Yes, but how is it related to RCU ?
I mean, rcu_do_batch() is just a loop like others in kernel.
The loop itself is not buggy, but can call a buggy function, you are right.

	int start_me_again;

	struct rcu_head rcu_head;

	void rcu_func(struct rcu_head *rcu)
	{
		start_me_again = 1;
	}

	// could be called on arbitrary CPU
	void check_start_me_again(void)
	{
		static spinlock_t lock;

		spin_lock(lock);
		if (start_me_again) {
			start_me_again = 0;
			call_rcu(&rcu_head, rcu_func);
		}
		spin_unlock(lock);
	}

I'd say this code is not buggy.

Are you sure ? Can you prove it ? :)

I do think your rcu_func() misses some sync primitive, *after* start_me_again=1;
You seem to rely on some undocumented side effect.
Adding smp_rmb() before calling rcu_func() wont help.


In case it was not clear.
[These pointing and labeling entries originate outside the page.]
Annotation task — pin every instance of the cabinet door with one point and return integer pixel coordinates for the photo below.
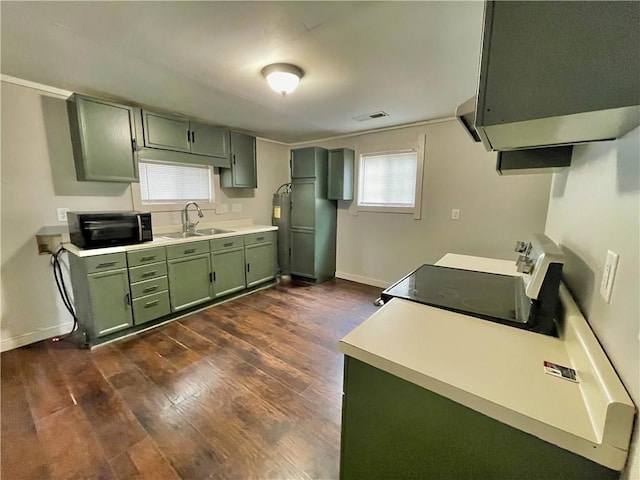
(228, 271)
(189, 281)
(303, 162)
(243, 163)
(110, 301)
(209, 140)
(102, 136)
(166, 132)
(261, 263)
(303, 204)
(303, 253)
I do not claim we need this patch (I don't know).
And yes, I very much doubt we can hit this problem in practice (even if I am
right).

What I don't agree with is that it is callback which should take care of this
problem.

A smp_rmb() wont avoid all possible bugs...

For example?

A smp_rmb() wont avoid stores pending on this CPU to be committed to memory after another cpu takes the object for itself. Those stores could overwrite stores done by the other cpu as well.

So in theory you could design a buggy callback function even after your patch applied.

Any function that can transfer an object from CPU A scope to CPU B scope must take care of memory barrier by itself. The caller *cannot* possibly do the job, especially if it used an indirect call. However, in some cases it is possible some clever algos are doing the reverse, ie doing the memory barrier in the callers.

Kernel is full of such constructs :

for (ptr = head; ptr != NULL ; ptr = next) {
	next = ptr->next;
	some_subsys_delete(ptr);
}

And we dont need to add smp_rmb() before the call to some_subsys_delete(), it would be a nightmare, and would slow down modern cpus.

When the callback function dont need a memory barrier, why should we force a generic one in the caller ?

AFAIK most kfree() calls dont need a barrier, since slab just queue the pointer into the cpu's array_cache if there is one available slot.